US judge overturns four life sentences for sniper Lee Boyd Malvo
A United States high court has overturned some of the life sentences of Jamaica-born US sniper Lee Boyd Malvo, who was convicted for his role in a killing spree in Washington almost 15 years ago.
A federal judge explained that the decision is based on the fact that Malvo was a juvenile when the sentences were imposed on him.
Malvo was 17 at the time.
"The Supreme Court ruled in 2012 that mandatory life sentences without the possibility of parole were unconstitutional for juveniles, and in 2016 the court decided that ruling should be applied retroactively," The Washington Post reported.
Malvo pleaded guilty in Spotsylvania County and agreed to serve two life sentences without parole.
He was also convicted by a jury and sentenced to two life sentences in Fairfax County.
US District Judge, Raymond A. Jackson today overturned those four sentences and ordered the courts that imposed them to consider new sentences.
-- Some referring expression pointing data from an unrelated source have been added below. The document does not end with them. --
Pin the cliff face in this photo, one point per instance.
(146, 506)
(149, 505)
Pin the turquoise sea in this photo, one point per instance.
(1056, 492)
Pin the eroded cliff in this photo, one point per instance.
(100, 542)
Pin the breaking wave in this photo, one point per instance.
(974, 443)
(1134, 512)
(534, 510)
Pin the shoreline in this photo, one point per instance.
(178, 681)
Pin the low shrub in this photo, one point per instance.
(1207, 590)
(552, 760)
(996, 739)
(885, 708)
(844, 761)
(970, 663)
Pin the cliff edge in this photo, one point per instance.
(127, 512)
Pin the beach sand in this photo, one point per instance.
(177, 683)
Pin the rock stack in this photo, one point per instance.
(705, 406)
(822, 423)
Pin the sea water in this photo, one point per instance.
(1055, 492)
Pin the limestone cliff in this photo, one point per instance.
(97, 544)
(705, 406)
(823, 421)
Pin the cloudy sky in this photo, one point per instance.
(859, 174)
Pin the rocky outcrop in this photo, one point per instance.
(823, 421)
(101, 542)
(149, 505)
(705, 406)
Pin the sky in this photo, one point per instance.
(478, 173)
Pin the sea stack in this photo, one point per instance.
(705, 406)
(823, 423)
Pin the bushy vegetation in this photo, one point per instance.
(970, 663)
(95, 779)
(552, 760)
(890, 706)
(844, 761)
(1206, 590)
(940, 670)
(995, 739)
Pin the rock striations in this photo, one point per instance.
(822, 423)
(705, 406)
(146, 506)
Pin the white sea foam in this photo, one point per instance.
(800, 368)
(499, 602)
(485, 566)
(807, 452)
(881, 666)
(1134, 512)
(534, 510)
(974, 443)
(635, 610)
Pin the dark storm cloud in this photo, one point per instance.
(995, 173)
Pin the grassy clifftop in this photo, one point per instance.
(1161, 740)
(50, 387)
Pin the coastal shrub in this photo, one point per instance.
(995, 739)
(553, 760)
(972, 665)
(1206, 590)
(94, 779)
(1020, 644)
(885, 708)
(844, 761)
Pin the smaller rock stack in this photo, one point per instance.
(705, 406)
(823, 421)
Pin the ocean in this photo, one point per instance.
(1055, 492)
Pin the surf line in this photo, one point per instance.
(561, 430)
However, the judge did not disturb the six other life sentences for murders Malvo committed in Maryland.
In all 10 people were killed and three others were shot during a three-week period in October 2002.
John Allen Muhammad, the alleged mastermind who it's believed influenced Malvo, was also convicted and later executed in 2009 for the killings.
Muhammad and Malvo used a rifle to shoot the 13 people from a modified trunk of a Chevrolet Caprice in random attacks in Maryland, Virginia and the District of Columbia.
Malvo, now 32 years old, is currently being held at Red Onion State Prison, a super-maximum security prison in Virginia.